08.06.2009

Europawahl und Kündigung eines NPD-Anhängers

Die gestrige Europawahl hat ja doch einige Überraschungen gebracht. Für unsere Demokratie ist es sicherlich nicht gut, dass sich die SPD immer weiter von einer Volkspartei, die breite Wählerschichten anzieht, verabschiedet. Aber auch andere Zahlen erschrecken: Von den insgesamt 62.202.967 Wahlberechtigten haben „nur“ 8.069.983 die CDU gewählt, also lediglich ca. ein Zehntel der Bevölkerung. Bei der geringen Wahlbeteiligung reicht das, um mit Abstand die stärkste Partei zu werden (hinzurechnen muss man fairerweise noch die 1.896.777 CSU-Stimmen).

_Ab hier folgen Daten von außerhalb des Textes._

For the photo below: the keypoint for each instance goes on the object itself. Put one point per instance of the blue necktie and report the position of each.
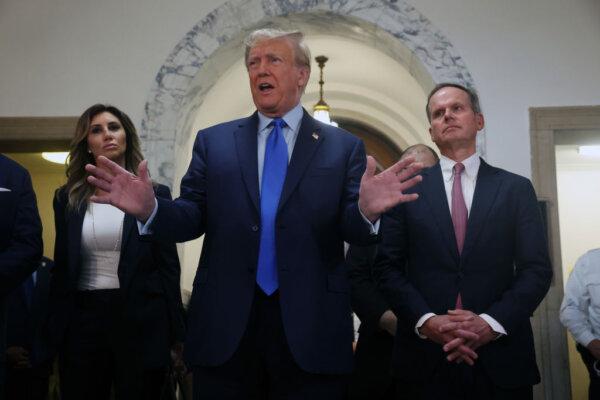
(274, 170)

Mit der NPD mussten wir uns dieses Mal nicht beschäftigen, da diese nicht zur Wahl angetreten war.  
Da ging es dem Landesarbeitsgericht (LAG) Baden-Württemberg anders:

Falls Sie im öffentlichen Dienst beschäftigt sind, sollten Sie mit Ihren Freizeitaktivitäten vorsichtig sein. Ein Arbeitnehmer hat gerade ganz knapp vor dem LAG seinen Kündigungsrechtsstreit gewonnen (Urteil vom 02.06.2009, Az.: 14 SA 101/08).

Der Fall: Der Arbeitnehmer war seit 2003 als Verwaltungsangestellter im Bereich der Oberfinanzdirektion beschäftigt. Der Arbeitgeber kündigte außerordentlich fristlos, hilfsweise fristgerecht das Arbeitsverhältnis. Es stützte sich dabei auf den Vorwurf, dass der Arbeitnehmer Anhänger und Aktivist der NPD sei. Weiterhin wurde das Arbeitsverhältnis durch den Arbeitgeber auch angefochten.

Das erstinstanzliche Arbeitsgericht hat sowohl die Anfechtung des Arbeitsvertrages als auch die außerordentliche fristlose Kündigung als unwirksam angesehen. Es erkannte jedoch die ordentliche fristgerechte Kündigung an.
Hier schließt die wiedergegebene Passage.